According to a report from the New York Times, the dispute regarding EA Sports’ FIFA series potentially changing its name in the coming years is as a result of the related ‘cost and new revenue streams,’ though exclusivity rights are also claimed to be a factor.
The report claims that “the core of the dispute is financial,” with FIFA seeking more than double what it’s currently receiving from EA Sports for the use of its licensing. According to the report, FIFA is seeking an increase in the payout amount to “more than $1 billion for every four-year World Cup cycle.”
The New York Times does also claim that the dispute between EA Sports and FIFA isn’t just about money, but what the video game publisher’s exclusive rights should include.

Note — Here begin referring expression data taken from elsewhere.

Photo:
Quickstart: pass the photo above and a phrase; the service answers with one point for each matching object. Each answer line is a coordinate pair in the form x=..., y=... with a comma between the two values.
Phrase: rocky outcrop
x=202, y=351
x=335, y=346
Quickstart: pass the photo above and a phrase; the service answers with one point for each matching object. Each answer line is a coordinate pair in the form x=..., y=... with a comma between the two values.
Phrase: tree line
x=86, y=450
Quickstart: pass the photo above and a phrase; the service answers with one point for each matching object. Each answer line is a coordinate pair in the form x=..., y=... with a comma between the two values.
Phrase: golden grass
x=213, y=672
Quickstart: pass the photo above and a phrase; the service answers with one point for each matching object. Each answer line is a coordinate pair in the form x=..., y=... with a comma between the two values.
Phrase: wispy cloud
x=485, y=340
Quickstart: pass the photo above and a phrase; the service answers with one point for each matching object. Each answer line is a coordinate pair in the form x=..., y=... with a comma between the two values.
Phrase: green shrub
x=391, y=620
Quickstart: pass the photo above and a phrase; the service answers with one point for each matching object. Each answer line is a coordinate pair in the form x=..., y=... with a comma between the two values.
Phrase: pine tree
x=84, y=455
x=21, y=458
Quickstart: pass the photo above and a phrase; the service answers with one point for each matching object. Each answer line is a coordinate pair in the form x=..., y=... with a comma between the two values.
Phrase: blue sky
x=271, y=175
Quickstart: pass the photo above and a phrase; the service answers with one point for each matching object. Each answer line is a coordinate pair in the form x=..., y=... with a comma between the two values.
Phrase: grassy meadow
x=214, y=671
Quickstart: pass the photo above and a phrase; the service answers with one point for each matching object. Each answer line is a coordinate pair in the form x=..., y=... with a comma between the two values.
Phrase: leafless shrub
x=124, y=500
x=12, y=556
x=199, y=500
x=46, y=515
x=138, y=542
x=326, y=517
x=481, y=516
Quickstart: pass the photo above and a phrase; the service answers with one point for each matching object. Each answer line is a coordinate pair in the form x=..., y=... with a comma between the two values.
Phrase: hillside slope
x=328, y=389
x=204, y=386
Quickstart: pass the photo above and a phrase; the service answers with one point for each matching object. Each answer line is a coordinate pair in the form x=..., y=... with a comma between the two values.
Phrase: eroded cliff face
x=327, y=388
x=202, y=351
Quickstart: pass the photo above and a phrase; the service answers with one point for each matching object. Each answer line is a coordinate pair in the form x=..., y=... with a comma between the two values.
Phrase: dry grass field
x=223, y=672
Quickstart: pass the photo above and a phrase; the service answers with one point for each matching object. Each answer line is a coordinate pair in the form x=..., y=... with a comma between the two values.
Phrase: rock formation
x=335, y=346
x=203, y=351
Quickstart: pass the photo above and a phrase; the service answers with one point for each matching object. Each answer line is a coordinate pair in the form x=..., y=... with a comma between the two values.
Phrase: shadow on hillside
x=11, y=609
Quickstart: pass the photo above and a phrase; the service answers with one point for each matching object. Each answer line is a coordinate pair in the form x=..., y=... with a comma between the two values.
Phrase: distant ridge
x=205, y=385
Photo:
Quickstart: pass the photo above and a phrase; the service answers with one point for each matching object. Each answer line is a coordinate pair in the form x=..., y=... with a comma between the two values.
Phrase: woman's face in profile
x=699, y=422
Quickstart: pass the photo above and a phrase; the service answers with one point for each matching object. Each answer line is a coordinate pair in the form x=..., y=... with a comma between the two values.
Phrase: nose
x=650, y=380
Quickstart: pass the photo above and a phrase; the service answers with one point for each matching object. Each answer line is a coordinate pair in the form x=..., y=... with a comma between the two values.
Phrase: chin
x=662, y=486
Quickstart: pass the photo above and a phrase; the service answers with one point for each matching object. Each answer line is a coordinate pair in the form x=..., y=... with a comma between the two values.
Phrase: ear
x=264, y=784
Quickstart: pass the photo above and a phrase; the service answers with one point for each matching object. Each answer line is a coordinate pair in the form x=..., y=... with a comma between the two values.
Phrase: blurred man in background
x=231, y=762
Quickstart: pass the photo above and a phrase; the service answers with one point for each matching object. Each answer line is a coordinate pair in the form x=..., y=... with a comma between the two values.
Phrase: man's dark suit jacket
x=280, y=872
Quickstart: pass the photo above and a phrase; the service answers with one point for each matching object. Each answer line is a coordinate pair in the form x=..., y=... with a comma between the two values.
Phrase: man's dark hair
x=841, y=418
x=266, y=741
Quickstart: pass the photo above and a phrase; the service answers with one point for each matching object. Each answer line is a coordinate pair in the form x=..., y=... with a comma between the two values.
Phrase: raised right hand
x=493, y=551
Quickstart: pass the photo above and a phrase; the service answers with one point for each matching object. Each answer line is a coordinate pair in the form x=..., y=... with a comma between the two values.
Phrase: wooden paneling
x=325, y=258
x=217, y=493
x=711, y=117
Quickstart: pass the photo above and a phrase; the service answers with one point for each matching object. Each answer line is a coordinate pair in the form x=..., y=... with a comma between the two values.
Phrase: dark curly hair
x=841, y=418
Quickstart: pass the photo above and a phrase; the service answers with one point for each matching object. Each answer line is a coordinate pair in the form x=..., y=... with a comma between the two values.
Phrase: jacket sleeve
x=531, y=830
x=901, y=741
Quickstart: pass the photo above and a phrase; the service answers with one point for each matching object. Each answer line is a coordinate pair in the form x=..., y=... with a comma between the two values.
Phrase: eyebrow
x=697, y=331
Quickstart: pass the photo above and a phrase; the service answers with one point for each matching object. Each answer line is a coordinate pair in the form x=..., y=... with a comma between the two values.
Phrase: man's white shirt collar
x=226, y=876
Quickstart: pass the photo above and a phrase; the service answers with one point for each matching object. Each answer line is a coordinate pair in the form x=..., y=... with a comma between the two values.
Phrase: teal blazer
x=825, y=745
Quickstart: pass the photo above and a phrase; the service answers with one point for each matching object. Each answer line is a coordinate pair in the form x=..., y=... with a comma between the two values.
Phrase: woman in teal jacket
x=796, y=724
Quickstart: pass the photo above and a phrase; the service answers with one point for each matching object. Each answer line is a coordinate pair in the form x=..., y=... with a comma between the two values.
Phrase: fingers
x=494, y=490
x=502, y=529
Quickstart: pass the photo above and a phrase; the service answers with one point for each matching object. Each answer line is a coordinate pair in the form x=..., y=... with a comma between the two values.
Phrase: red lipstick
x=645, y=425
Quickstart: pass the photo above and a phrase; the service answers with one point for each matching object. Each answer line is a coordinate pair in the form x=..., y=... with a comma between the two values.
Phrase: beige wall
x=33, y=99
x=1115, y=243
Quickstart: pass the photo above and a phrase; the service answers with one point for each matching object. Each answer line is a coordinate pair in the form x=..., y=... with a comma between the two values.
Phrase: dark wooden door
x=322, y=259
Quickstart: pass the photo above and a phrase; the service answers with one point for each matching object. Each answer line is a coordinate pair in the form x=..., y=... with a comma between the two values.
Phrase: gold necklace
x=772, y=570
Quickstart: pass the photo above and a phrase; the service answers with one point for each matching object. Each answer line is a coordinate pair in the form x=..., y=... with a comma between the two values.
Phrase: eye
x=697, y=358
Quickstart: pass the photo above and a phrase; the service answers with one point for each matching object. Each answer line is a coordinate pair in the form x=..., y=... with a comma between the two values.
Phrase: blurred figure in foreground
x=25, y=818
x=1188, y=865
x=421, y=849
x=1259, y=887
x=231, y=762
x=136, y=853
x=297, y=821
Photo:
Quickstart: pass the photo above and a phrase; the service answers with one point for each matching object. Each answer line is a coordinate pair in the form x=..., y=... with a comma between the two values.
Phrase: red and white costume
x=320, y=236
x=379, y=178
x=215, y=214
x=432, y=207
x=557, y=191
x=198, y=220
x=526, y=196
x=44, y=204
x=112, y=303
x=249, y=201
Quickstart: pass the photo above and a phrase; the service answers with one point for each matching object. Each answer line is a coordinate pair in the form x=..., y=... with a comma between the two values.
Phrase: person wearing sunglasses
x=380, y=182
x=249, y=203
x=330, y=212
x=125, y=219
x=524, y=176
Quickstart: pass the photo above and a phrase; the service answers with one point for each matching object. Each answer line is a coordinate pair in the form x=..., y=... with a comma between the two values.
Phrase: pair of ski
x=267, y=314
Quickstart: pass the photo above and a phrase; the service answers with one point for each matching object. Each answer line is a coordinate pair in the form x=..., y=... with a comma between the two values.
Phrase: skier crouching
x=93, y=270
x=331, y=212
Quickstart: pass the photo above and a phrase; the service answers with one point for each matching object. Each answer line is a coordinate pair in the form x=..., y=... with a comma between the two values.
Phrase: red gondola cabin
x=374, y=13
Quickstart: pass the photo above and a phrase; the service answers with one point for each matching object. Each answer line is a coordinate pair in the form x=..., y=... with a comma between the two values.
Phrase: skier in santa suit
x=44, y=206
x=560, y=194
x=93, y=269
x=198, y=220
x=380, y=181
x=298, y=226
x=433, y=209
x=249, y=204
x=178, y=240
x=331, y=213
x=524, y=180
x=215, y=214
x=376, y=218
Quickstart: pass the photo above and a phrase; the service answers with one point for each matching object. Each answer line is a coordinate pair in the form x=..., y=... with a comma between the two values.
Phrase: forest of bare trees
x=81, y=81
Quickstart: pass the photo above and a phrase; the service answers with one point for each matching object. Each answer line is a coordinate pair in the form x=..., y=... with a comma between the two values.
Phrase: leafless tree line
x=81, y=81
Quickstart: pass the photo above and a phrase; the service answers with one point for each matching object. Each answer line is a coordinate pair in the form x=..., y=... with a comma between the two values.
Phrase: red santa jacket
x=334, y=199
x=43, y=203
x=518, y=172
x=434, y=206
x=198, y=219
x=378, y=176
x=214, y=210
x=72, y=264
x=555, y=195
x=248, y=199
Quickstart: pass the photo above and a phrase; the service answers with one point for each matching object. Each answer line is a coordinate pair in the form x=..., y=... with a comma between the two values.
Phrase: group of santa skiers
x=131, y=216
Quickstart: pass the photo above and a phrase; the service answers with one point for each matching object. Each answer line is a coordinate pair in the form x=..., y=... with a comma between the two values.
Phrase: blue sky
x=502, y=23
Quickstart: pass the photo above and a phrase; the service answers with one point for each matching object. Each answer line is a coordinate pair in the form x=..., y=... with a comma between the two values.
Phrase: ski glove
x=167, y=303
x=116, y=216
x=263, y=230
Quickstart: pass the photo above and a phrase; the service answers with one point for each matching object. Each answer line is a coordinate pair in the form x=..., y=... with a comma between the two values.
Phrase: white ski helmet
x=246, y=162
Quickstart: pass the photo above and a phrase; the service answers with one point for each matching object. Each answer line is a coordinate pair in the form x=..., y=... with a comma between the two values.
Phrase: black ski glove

FIFA apparently would “prefer to limit EA’s exclusivity to the narrow parameters around use in a soccer game,” while EA Sports contends it should be “allowed to explore other ventures within its FIFA video game ecosystem, including highlights of actual games, arena video game tournaments and digital products like NFTs.”
This report follows the news last week from an EA press release that the company was “exploring the idea of renaming our global EA Sports football games.”
A decision regarding the outcome of the dispute between EA Sports and FIFA is expected by the end of this year, but EA Sports already seems to be making plans for a future without the FIFA licensing, registering two trademarks — one in the European Union and the other in Britain, for the phrase ‘EA Sports F.C.’ (credit to VGC for spotting this).
The renaming of EA Sports’ football games in the future wouldn’t impact any of the other 300+ licensing agreements it has with organizations like UEFA, domestic leagues and competitions around the world which allow the publisher to use the names and likeness of players, club teams and leagues in its games.